Despite reviews that comment on its warmth and maturity, Knocked Up (2007) is really only a series of Saturday Night Live–type skits. Seth Rogen and Katherine Heigl bring some depth and humanity to the story of a heavy-set web-designing geek, Ben Stone, who meets attractive television reporter Alison Scott in a bar one night and who, after a lot of beer and talking, fall into bed together. The next morning he can't believe his good fortune (though he cannot remember much of it either) while she is aghast at the naked man she finds sleeping in her bed. Eight weeks later she discovers she is pregnant and calls Ben up for a discussion. The rest of the film is about how they react and adjust to this unforeseen news. Ben's equally geeky friends (an array of types we've seen in other films—nothing new here) congratulate him on his so-called conquest of Alison. Her friends and relatives including her mother advise her to "take care of it," meaning to have an abortion. After seeing the beating heart of the developing fetus on a sonar gram, she decides to have the baby.
Knocked Up does not preach. Alison's decision to have the child is not presented as a preferred option. Rather it is simply a decision she makes. This is not a right-to-life film. If anything, it is a right to choose film. Once the decision is made to bring the child into the world, however, it is difficult not to see a message in Ben and Alison's struggles to adjust to oncoming parenthood and their very different lifestyles and personalities. One review described the film as "conservative" in its depiction of this couple's situation. While that may not be the right term, the film does suggest that acts engender consequences (in this case living consequences) for which those involved bear responsibility. Is this a conservative position, or simply an obvious one? The relationship that Alison wants with another man—the relationship that she looks for with Stone—is one of fulfillment and happiness.
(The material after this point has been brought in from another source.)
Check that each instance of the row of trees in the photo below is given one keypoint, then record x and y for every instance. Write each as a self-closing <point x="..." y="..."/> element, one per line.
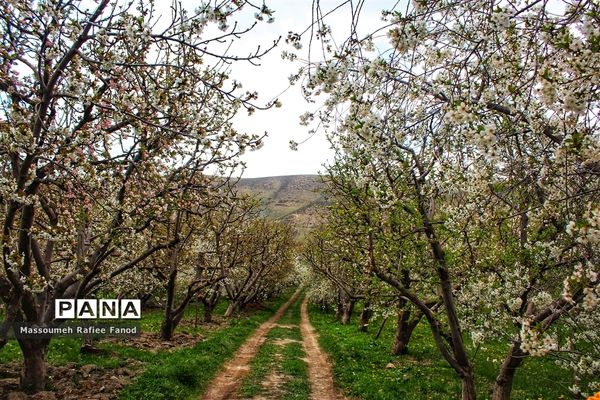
<point x="114" y="121"/>
<point x="466" y="178"/>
The film contrasts the marriage she hopes for with the unhappy one of her sister and brother-in-law—a marriage of unhappiness, neurotic frustration, and betrayal. This is a common contemporary view of marriage—that it is anything but what it is supposed to be. Yet in this film and in 40 Year Old Virgin (2005), which also shows example after example of frustrated people in desperate search of meaningful connections, director Judd Apatow seems to argue that marriage is actually a possible source of happiness and of mature lasting relationships.
The real issue in this film concerns whether Alison and Ben will decide to adjust to one another, whether the consequence they have produced is a reasonable basis for building a marriage. This is not a romantic question. It's a practical one. Alison and Ben are very unlike each other. They would never have been attracted to each other in normal circumstances. But given the special circumstances of Knocked Up, can they make a life together? Should they?
The humor in this film is on the same level as in 40 Year Old Virgin and Superbad (2007--produced by Apatow but directed by Greg Mottola)—not much sophistication but a lot of genuine laughs stemming from jokes about human biology, scatology, sex, stereotypes, class differences, and so on.
Apatow may be a successor to Chris Columbus and John Hughes, who together and separately as producers, writers, and directors idealized white-middle-class family life in a seemingly endless series of films from the 1980s and 1990s. Apatow makes raunchier films, but they are, perhaps, more realistic and even more compassionate in their portrayal of characters in need of what society increasingly seems to say they do not need and should not have.